Thursday, April 18, 2013

A Tiger Tea bus


1900 advertisement, Toitu Otago Settlers Museum, Dunedin
There's no other tea like the Tiger,
It's no matter what they say,
And if you want a real good sort
Then have the Blendid [sic] Tiger Tea.

Then there's no tea like the Tiger,
Not withstanding all their puff,
They try to imitate its qualities
But they haven't got the stuff.

Then drink no Blend but the Tiger,
For its merits are supreme,
The other comparisons are just similar,
As skim milk is to cream.
Ashburton Guardian, 6 April 1894

Tiger Tea turned up in this country as an imported blend around 1888, and became the brand produced by Rattray & Sons, Dunedin. By the 1890s, the brand was well-established in the South Island.




Tuapeka Times, 31 January 1903


Otago Daily Times, 29 February 1912


Evening Post, 4 December 1945


At the Toitu Otago Setters Museum in Dunedin, they have a wonderful Tiger Tea livery electric trolley bus.


Gorgeous, this. Not only with the extremely cool Tiger Tea branding all over it ...

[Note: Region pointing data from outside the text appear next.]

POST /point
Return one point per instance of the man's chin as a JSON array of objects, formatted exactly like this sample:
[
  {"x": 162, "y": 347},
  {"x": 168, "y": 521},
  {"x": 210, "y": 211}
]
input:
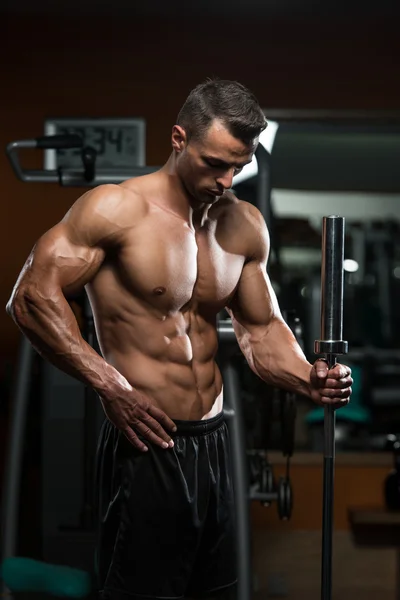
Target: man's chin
[{"x": 208, "y": 197}]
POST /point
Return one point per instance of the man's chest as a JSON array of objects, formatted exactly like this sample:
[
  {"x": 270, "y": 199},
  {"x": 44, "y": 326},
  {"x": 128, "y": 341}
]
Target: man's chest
[{"x": 171, "y": 266}]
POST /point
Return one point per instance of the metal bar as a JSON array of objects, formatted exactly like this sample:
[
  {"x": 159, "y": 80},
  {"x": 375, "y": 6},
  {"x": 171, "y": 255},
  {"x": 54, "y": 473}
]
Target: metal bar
[
  {"x": 14, "y": 458},
  {"x": 330, "y": 344},
  {"x": 240, "y": 482}
]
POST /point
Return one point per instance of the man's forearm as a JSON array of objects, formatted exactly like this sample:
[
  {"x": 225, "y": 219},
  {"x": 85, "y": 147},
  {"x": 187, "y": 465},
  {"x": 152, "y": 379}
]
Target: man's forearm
[
  {"x": 51, "y": 327},
  {"x": 274, "y": 355}
]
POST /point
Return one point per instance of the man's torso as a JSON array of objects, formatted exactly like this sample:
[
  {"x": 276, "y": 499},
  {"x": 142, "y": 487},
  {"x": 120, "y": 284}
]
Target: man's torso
[{"x": 157, "y": 296}]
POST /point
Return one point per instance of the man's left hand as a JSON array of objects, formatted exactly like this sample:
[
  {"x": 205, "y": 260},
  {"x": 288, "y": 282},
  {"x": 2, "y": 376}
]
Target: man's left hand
[{"x": 330, "y": 386}]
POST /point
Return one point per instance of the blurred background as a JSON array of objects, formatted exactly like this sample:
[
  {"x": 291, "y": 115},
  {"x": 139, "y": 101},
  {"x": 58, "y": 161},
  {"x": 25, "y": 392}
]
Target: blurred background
[{"x": 327, "y": 75}]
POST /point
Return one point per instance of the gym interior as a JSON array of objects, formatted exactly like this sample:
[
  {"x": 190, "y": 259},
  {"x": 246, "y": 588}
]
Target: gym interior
[{"x": 328, "y": 80}]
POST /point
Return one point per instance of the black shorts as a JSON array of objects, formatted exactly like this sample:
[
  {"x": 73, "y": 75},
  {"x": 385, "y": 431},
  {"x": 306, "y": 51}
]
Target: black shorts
[{"x": 166, "y": 517}]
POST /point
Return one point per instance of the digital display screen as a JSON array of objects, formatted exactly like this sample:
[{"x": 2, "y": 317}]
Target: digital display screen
[{"x": 117, "y": 142}]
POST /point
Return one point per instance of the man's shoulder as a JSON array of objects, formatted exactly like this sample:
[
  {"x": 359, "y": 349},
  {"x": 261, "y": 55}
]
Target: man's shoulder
[
  {"x": 114, "y": 201},
  {"x": 247, "y": 225},
  {"x": 241, "y": 210}
]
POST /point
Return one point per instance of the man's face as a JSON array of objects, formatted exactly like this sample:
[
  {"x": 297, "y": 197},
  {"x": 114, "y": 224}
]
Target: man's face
[{"x": 207, "y": 166}]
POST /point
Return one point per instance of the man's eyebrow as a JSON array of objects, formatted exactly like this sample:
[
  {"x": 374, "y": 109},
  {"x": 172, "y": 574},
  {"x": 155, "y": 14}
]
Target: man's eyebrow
[{"x": 222, "y": 163}]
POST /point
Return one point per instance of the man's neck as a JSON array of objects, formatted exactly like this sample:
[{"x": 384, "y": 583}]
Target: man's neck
[{"x": 179, "y": 200}]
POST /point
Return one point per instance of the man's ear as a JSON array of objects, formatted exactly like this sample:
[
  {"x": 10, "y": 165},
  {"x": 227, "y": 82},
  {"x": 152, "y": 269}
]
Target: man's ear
[{"x": 179, "y": 138}]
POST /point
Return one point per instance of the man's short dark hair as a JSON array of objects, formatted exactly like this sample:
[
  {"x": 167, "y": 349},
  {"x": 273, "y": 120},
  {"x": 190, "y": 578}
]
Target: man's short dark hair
[{"x": 229, "y": 101}]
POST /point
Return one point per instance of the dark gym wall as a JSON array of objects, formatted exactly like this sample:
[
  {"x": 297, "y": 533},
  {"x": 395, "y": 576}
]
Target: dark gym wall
[{"x": 128, "y": 67}]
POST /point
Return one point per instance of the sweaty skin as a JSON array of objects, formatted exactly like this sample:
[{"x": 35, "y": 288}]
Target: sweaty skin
[{"x": 158, "y": 269}]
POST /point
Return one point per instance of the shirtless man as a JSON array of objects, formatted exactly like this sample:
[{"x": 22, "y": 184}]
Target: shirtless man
[{"x": 160, "y": 256}]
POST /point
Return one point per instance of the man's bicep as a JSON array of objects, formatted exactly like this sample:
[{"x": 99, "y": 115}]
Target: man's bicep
[
  {"x": 254, "y": 302},
  {"x": 59, "y": 261},
  {"x": 70, "y": 253}
]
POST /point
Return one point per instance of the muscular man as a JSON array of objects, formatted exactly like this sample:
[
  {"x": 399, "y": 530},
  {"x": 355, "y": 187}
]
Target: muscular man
[{"x": 160, "y": 256}]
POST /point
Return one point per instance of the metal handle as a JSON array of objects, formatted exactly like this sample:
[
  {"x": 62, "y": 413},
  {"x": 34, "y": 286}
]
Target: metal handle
[{"x": 331, "y": 345}]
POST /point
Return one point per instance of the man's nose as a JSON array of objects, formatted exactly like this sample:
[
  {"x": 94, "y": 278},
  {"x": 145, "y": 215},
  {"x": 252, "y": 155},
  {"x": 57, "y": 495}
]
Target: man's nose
[{"x": 225, "y": 179}]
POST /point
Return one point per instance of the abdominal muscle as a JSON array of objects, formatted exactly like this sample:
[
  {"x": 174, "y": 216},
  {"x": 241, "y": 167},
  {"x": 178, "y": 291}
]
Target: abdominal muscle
[{"x": 170, "y": 360}]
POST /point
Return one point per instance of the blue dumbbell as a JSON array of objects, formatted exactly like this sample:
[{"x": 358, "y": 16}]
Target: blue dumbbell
[{"x": 25, "y": 574}]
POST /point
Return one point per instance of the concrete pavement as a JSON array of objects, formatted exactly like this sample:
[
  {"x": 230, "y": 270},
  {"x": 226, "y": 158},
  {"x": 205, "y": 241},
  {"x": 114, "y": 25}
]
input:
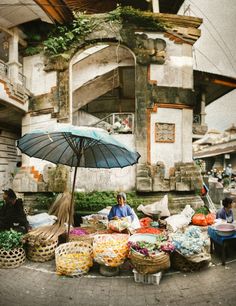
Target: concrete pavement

... but also a chance to sit inside the bus, on the original hard seats (oh, how it put me back to being a kiddy catching buses like this here in Auckland with my mum!) where you can watch a video screen placed up front, showing what it was like to catch that bus in the mid 1970s along one of the Dunedin bus routes, along with conversations based on a single newspaper of the day. A highlight of an excellent museum.

21 comments:

  1. This comment has been removed by the author.

    ReplyDelete
  2. This comment has been removed by the author.

    ReplyDelete
  3. I don't believe we had Tiger Tea here, but the ads and the trolley bus rather make me wish he do. I guess it no longer available.

    ReplyDelete
    Replies
    1. On a quick look, it seems someone tried selling "Tiger blend" tea in Melbourne in the late 1880s-c.1892, but got hauled up in court in the latter year on trademark breach charges. Haven't the head at the moment to read the whole case and the outcome, but references in Trove after that are rare.

      Delete
  4. This comment has been removed by the author.

    ReplyDelete
    Replies
    1. As far as I remember, International Tea Co (NZ) Ltd was part of The Bell Tea Co Ltd. I used to work for Bell Tea.

      Delete
  5. That's a bit of a worry, then. I found a partly-used Tiger Tea packet in my pantry cupboard today ...

    ReplyDelete
  6. This comment has been removed by the author.

    ReplyDelete
  7. It was still on sale last year here in Dunedin, but I haven't looked recently. Nice tea - I'm not sure if it was the same as regular Bell or not.

    ReplyDelete
  8. This comment has been removed by the author.

    ReplyDelete
  9. I've sent you a pic via Facebook - I did see their page for Tiger (maybe last year) before it was taken down.

    ReplyDelete
  10. This comment has been removed by the author.

    ReplyDelete
  11. This comment has been removed by the author.

    ReplyDelete
  12. I am so glad I found this blog. I am the biggest Tiger Tea fan, ever! Nothing compares. So when I went to Southland two months ago I brought a huge box-load back to the Waikato (where you cannot buy it!).
    ALSO, I was perusing through a store in Raglan and found a whole bunch of Tiger Tea canisters - I couldn't believe my luck. I tried to explain to the shop owner that they were Tiger Tea canisters, and she thought I was speaking a whole different language saying, 'no, they're made in NZ'. Rest assured, I finally got my message across (how can you think Tiger Tea is from India!?) and bought two (as they were selling at $30 a pop!). I have enjoyed Tiger Tea everywhere I travel. From Cape Reinga to the Bluff and in Western Australia: Broome, Carnarvon, Perth, Esperance and everywhere in between! I even have the pics to prove it! If Bell Tea phase it out, I will not be a happy lass!

    ReplyDelete
  13. This comment has been removed by the author.

    ReplyDelete
  14. Just enjoying a cup right now....purchased from New World St martins Christchurch. I was a bit dubious since i hadn't had a cup since the 70's and didn't think it would rate against Twinings Irish Breakfast or Dilmah. BUT I am most impressed ...deleicious!! :-)

    ReplyDelete
  15. An article in the "Otago Witness" newspaper dated 11 June 1891 states J Rattray & son of Dunedin, tea blenders, introduced the blend Tiger last year (ie 1890)

    ReplyDelete
  16. I used to get this tea but have been told you can't anymore? Like all things I love we must do away with it.